運良くくじ引きで勝ち取った俺と親友は、さらに運良く前後の席となり毎日最高な休み時間を過ごしている。晴れの日の昼休みなんて温かい日差しも相まって意識が飛びそうになる。
その日も晴れた春の日だった。
「なあ、進路表提出した?」
親友が前の椅子に座ったままくるりとこちらに顔を向けた。1週間前担任から進路について考えるようにと用紙を配られた。
「当たり前にまだだけど?」
俺は机に突っ伏して手放しそうな意識を集中させて答えた。昨日は夜遅くまでゲームをやってたから授業中からずっと眠い。
「だよなー。期限いつまでだ?」
「今週の金曜じゃね?てか未来のこととか分かんねえし考えても無駄だよな。俺は適当に近くの大学書いとくわ」
俺は大あくびしながら言った。いくらやりたいことがあったとしても社会が変化するうちにやりたいことも変わるだろう。
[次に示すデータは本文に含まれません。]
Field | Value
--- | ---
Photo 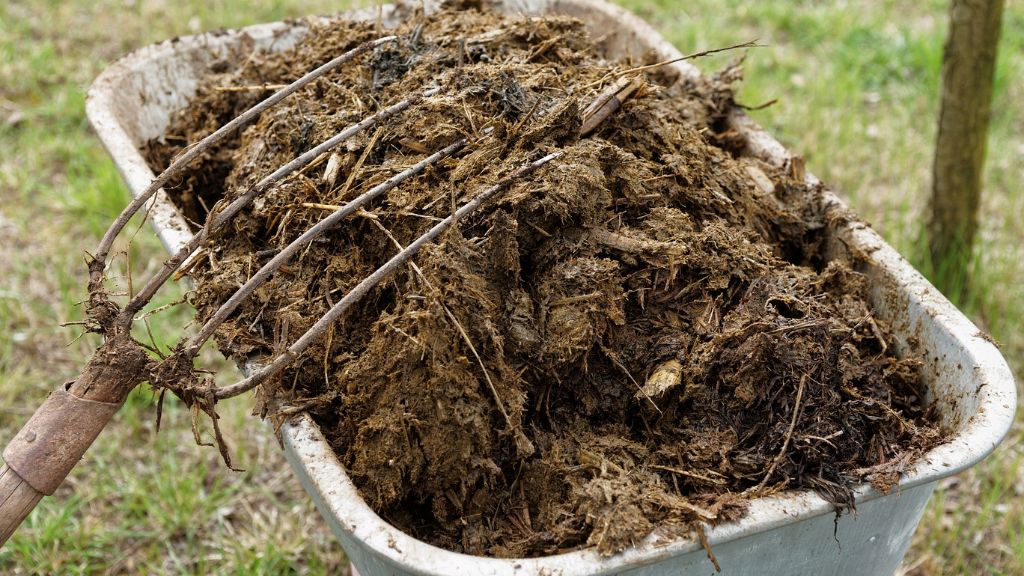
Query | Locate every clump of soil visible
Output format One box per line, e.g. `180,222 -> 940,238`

151,3 -> 938,557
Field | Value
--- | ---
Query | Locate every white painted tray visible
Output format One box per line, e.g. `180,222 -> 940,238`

87,0 -> 1017,576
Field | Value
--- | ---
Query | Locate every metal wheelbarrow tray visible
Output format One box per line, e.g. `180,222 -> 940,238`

87,0 -> 1017,576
俺はそういう人間だ。
親友は少し黙り込むと、
「お前いつもそんな感じじゃん。もし未来が分かったらどうすんの?」と聞いた。
「そりゃ、大儲けよ。宝くじとか株とかで。で、一生働かずに過ごす」
「それいいな」
親友が笑った。「まあ、教えねえけどな」
俺は親友がボソッと言った言葉を聞き逃さなかった。
「何?お前未来わかんの?」
冗談のつもりで、そんなわけねーじゃんとツッコミが来ると思っていたが親友の目は笑っていなかった。
「お前誰にも言わないって誓える?」
ああ、ノってくる感じね。コイツ未来人になりきってるわ。
「言わねー!言わねー!教えろよ!」
こちらも負けじとはしゃぎ立てる。
親友は机の横に掛けているカバンからガラス板を取り出した。よく見ると薄く電子基盤が透けているような気がする。こんなインテリアあったよな…。分厚いガラスの中に立体的な彫刻が刻まれているやつ。
親友がガラス板に手をかざすと、ぼわんと映像が頭に流れ込んできた。
夢を見ている感覚で意図しない景色が次から次へと流れ込み脳の理解が追いつかない。
電車からの走る景色を全て目で追おうとしている時と同じように目が回る感覚。
そして見える景色がまるで地獄のようで俺はひどい目眩がした。
気付いたら昼休みは終わっていて5時間目の授業中だった。
寝てた?いつのまに?
あんなに晴れていたのにいつのまにか雨が降り出しそうなほど分厚い雲に覆われている。
昼休みの目眩がまだ残っている気がする。なんなら吐き気もする気がする。
けれどなんで目眩がしたのか、何が起こったのか、モヤがかかったように思い出せない。
ぼんやりしていると5時間目終了のチャイムが鳴った。
「そういえば進路表の提出、金曜日までだからな。早く出せよ」
担任がでかい声で言うと、教室を出て行った。
「なあ、進路表提出した?」
親友が前の椅子に座ったままくるりとこちらに顔を向けた。
「え?」
俺は既視感を感じて聞き直す。
「進路表だよ。お前どうせ近くの大学とか書くんだろ」
親友が笑って言った。あまりにもいつも通りの日常すぎて何もかもが気のせいだったと気づいた。
おれ昼休み寝てたんだわ。変な夢見て気分悪くなっただろ。
「どうせってなんだよ。その通りだよ」
俺も笑って親友の肩を小突いた。
未来なんて分からないんだから、無難に生きていけばいいんだよ。俺はそういう人間だ。
しかしひどい夢だった。
戦争とか大地震とかやけに生々しい光景で、まだ背中の脂汗が引いていない。
もしあんなのが未来だとしたら俺はどう生きていくんだろう。